Large-scale synthesis of uniform and extremely small-sized iron oxide nanoparticles for high-resolution T1 magnetic resonance imaging contrast agents.

Author information

1
World Class University Program of Chemical Convergence for Energy & Environment, and School of Chemical and Biological Engineering, Seoul National University, Seoul 151-744, Korea.

Abstract

Uniform and extremely small-sized iron oxide nanoparticles (ESIONs) of < 4 nm were synthesized via the thermal decomposition of iron-oleate complex in the presence of oleyl alcohol. Oleyl alcohol lowered the reaction temperature by reducing iron-oleate complex, resulting in the production of small-sized nanoparticles. XRD pattern of 3 nm-sized nanoparticles revealed maghemite crystal structure.
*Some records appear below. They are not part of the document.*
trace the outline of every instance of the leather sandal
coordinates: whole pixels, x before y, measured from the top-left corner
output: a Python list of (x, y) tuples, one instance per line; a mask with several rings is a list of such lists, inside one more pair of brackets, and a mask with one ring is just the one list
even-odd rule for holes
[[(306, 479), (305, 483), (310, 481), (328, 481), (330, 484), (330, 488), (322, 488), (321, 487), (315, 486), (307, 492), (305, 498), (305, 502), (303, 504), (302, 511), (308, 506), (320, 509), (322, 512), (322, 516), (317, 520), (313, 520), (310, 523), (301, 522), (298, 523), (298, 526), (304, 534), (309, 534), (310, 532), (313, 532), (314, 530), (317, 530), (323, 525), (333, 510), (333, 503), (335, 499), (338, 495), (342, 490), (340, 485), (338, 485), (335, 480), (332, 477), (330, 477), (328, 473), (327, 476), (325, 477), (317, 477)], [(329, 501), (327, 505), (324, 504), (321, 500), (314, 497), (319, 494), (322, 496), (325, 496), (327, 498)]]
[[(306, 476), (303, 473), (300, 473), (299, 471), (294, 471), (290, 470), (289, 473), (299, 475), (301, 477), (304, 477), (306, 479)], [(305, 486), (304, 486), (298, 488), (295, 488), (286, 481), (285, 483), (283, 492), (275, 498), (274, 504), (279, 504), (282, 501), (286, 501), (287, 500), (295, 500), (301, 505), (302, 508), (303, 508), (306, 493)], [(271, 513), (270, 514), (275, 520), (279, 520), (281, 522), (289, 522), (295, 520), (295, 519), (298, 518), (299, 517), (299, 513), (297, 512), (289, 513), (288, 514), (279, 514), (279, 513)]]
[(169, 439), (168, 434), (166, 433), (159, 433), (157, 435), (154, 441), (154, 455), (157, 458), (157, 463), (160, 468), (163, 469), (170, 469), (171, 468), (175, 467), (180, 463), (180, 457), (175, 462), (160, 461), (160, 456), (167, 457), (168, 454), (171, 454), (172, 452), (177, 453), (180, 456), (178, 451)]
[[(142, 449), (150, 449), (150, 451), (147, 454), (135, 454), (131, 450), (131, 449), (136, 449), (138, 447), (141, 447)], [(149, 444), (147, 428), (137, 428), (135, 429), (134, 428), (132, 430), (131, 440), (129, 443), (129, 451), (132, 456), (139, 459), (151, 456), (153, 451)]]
These nanoparticles exhibited very low magnetization derived from the spin-canting effect. The hydrophobic nanoparticles can be easily transformed to water-dispersible and biocompatible nanoparticles by capping with the poly(ethylene glycol)-derivatized phosphine oxide (PO-PEG) ligands. Toxic response was not observed with Fe concentration up to 100 μg/mL in MTT cell proliferation assay of POPEG-capped 3 nm-sized iron oxide nanoparticles. The 3 nm-sized nanoparticles exhibited a high r(1) relaxivity of 4.78 mM(-1) s(-1) and low r(2)/r(1) ratio of 6.12, demonstrating that ESIONs can be efficient T(1) contrast agents. The high r(1) relaxivities of ESIONs can be attributed to the large number of surface Fe(3+) ions with 5 unpaired valence electrons. In the in vivo T(1)-weighted magnetic resonance imaging (MRI), ESIONs showed longer circulation time than the clinically used gadolinium complex-based contrast agent, enabling high-resolution imaging. High-resolution blood pool MR imaging using ESIONs enabled clear observation of various blood vessels with sizes down to 0.2 mm. These results demonstrate the potential of ESIONs as T(1) MRI contrast agents in clinical settings.

PMID:
21744804
DOI:
10.1021/ja203340u
[Indexed for MEDLINE]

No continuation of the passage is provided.